Chemotherapy regimens can be given either before or after surgery.  They usually last around 16 weeks in total with doses given every other week or every third week (obviously this is a gross generalization)

Ways to help:

  • Offer to go with your friend to one of their treatments.  The days can be long and boring and some diversion is usually appreciated.
  • Ask your friend which days of her chemo cycle she typically feels worst and offer to take kids/pets or bring meals on those days.
  • If you know anything about makeup or skin care, help out with those things; the chemo can really do a number on skin.  Nails are a particular problem.
  • Give your friend a warm fuzzy hat, especially in the winter here.
  • Many of the ideas above for mastectomy apply to patients while they are in the hospital getting their chemotherapy (ie: books, magazines, iPods etc.)

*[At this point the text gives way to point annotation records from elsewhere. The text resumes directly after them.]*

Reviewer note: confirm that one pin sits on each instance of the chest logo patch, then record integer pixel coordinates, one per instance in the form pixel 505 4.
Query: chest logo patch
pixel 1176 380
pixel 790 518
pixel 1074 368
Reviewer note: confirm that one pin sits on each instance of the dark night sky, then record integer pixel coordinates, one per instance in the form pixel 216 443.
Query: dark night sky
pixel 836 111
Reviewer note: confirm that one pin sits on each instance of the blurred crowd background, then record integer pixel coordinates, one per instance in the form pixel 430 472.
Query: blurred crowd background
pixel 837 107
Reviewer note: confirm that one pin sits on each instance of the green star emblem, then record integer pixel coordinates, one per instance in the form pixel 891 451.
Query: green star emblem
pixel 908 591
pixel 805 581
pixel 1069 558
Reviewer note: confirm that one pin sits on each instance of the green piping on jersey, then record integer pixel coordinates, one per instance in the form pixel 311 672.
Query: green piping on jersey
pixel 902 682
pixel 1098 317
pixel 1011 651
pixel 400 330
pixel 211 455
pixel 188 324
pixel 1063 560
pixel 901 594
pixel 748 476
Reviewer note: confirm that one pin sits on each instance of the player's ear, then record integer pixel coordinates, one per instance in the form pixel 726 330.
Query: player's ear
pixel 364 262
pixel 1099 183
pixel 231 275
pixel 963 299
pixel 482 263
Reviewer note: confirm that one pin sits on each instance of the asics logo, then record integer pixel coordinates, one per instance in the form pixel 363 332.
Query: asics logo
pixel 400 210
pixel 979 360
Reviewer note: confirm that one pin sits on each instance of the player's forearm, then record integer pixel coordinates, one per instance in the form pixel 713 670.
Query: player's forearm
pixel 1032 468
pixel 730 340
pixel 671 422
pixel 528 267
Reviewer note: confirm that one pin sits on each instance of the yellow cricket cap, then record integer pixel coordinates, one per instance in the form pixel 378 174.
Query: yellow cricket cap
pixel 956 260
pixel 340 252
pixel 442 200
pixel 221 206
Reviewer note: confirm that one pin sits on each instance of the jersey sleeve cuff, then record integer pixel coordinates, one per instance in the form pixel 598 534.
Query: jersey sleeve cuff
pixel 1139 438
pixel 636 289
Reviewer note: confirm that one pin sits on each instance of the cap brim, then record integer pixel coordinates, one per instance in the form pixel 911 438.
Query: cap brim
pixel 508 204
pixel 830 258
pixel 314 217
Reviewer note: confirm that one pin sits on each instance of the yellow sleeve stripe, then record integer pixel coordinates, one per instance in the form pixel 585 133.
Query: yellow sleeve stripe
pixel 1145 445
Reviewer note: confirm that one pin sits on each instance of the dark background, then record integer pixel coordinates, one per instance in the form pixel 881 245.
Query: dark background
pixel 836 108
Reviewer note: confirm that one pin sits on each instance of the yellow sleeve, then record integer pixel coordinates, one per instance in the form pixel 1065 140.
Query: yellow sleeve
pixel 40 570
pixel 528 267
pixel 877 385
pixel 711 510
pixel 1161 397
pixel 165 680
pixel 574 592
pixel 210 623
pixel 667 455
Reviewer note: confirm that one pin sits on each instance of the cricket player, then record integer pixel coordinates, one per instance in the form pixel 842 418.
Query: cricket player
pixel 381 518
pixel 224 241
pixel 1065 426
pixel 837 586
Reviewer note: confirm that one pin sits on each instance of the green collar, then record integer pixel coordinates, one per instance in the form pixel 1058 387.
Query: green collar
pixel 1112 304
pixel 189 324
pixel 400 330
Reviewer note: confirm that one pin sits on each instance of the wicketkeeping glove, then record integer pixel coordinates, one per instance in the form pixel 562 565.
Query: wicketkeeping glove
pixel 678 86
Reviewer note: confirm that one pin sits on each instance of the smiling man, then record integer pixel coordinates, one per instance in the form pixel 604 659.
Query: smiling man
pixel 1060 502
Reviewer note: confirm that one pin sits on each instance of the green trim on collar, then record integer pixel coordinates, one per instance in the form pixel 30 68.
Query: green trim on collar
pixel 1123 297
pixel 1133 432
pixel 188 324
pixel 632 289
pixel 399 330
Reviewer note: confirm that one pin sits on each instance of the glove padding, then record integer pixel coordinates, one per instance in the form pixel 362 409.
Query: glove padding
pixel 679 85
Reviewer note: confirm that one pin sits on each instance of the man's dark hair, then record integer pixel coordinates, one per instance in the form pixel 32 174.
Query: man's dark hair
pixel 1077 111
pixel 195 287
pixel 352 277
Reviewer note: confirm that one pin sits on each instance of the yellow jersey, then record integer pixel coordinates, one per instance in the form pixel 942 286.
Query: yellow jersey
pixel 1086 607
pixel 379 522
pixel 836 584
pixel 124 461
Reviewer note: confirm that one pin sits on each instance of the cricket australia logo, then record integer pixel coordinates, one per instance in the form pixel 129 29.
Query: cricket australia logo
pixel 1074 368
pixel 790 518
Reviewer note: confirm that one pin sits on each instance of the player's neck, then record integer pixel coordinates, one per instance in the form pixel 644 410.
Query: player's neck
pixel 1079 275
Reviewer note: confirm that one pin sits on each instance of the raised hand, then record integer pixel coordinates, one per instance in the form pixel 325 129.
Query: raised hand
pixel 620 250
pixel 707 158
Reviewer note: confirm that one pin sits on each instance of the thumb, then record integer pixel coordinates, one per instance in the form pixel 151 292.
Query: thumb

Radiation is typically given for 4-6 weeks daily (except weekends).  The most common side effect is fatigue and skin irritation.  Typically your friend will be given appropriate skin care products by their radiation oncologist.

Ways to help:

  • The biggest issue with radiation is the daily trip to the hospital.  Find out when your friend has appointments and see if she needs help getting to the appointments or needs help getting a child off the bus, etc.  For a patient without a car the number of appointments can be very stressful.

By all means none of these lists are exhaustive and I would love to hear from women who have been treated for breast cancer to see what they would add.

Michele Sowden, D.O., is a surgical oncologist at the UVM Medical Center.  Her clinical interests include Breast Cancer, Cancer Survivorship, High Risk Breast Cancer Screening.